The airline said it will try to shrink its staff through voluntary means, but layoffs are possible, too. Northwest said it has not yet arrived at the number of positions it wants to eliminate.
Northwest Chief Executive Doug Steenland said Northwest is aiming to match its capacity to customer demand as airfares increase.
"We don't anticipate doing anything in addition, but if fuel continues to be challenging we clearly have the wherewithal to take additional action," he told analysts at a conference on Tuesday.
Still, Steenland acknowledged that even the cuts announced Tuesday would not get Northwest to its profit goals. When one analyst asked why Northwest didn't cut enough to meet its profit goal, Steenland said cutting more flights would run the risk that another carrier would simply move in and take that business.
"You have to do it always with an eye on the competitive ball," he said.
Northwest Airlines Corp. said it expects to reduce mainline flying by as much as 9.5 percent compared with a year ago. Domestic flying, including regional carriers, is now slated to go down by 7 percent to 8 percent. The cuts are expected to take effect in the fourth quarter, which begins in October.
But it said regional flying would rise by as much as 55 percent as it adds new 76-seat jets. Chief Financial Officer Dave Davis said the smaller jets cost about 30 percent less to operate because of lower labor and fuel expenses, even after making the debt payments.
The major airlines have been announcing capacity reductions because of sharp rises in fuel prices. On Tuesday, Air Canada said it will cut up to 2,000 jobs and cut capacity 7 percent. In May, American Airlines, the largest U.S. carrier, said it would eliminate an unspecified number of jobs and cut capacity up to 12 percent after the busy summer travel season. Delta Air Lines Inc. said in March it would cut U.S. capacity about 10 percent in the second half of 2008.

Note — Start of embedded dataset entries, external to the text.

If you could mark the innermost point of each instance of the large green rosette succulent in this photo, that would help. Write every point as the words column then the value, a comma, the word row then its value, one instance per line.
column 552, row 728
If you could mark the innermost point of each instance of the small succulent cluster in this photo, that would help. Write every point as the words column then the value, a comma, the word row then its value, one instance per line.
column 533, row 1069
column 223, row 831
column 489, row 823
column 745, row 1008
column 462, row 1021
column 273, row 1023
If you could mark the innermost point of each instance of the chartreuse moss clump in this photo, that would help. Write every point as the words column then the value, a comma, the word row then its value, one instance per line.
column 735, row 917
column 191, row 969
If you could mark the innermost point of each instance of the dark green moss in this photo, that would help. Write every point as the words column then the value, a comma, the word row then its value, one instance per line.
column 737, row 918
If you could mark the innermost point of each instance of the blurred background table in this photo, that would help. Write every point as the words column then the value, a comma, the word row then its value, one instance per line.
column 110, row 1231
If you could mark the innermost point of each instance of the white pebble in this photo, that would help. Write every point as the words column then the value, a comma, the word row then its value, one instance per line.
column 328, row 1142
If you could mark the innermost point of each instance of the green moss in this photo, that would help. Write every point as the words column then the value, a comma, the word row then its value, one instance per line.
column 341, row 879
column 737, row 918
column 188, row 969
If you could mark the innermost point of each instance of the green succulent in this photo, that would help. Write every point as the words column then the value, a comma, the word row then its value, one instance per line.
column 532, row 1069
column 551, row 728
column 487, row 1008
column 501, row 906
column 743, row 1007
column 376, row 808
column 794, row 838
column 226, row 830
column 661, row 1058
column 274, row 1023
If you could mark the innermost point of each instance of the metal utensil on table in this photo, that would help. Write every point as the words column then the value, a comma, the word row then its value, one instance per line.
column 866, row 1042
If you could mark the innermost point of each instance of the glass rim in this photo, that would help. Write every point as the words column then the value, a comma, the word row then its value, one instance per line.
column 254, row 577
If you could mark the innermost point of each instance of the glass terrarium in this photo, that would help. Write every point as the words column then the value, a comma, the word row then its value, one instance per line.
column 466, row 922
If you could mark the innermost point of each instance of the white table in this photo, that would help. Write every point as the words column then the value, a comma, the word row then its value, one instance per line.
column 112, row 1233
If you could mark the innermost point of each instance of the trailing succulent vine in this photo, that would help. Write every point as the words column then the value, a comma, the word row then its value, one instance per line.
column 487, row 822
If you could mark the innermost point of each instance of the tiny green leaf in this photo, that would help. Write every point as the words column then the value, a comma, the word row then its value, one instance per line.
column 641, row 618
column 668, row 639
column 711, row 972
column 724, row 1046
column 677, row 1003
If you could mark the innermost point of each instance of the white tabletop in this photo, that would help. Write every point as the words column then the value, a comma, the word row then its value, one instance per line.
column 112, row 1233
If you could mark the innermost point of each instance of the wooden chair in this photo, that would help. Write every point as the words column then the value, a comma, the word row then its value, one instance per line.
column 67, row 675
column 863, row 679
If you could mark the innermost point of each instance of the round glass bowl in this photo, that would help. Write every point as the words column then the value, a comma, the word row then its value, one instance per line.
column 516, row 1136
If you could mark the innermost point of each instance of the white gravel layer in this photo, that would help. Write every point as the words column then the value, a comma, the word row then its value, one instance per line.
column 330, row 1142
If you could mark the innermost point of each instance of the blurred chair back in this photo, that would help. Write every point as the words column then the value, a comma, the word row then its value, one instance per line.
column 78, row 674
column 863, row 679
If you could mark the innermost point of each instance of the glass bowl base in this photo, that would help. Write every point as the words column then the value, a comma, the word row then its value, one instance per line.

Delta plans to acquire Northwest in a deal it hopes will close around the end of this year. Oil was headed toward $100 a barrel when the deal was announced. It's above $130 now, prompting Northwest to call the prices a "fuel crisis."
Northwest has hedged about half of the fuel it still needs this year, Steenland said.
He also said the case for the Delta-Northwest deal is stronger than before because eliminating corporate overlap between the two carriers will make their finances stronger.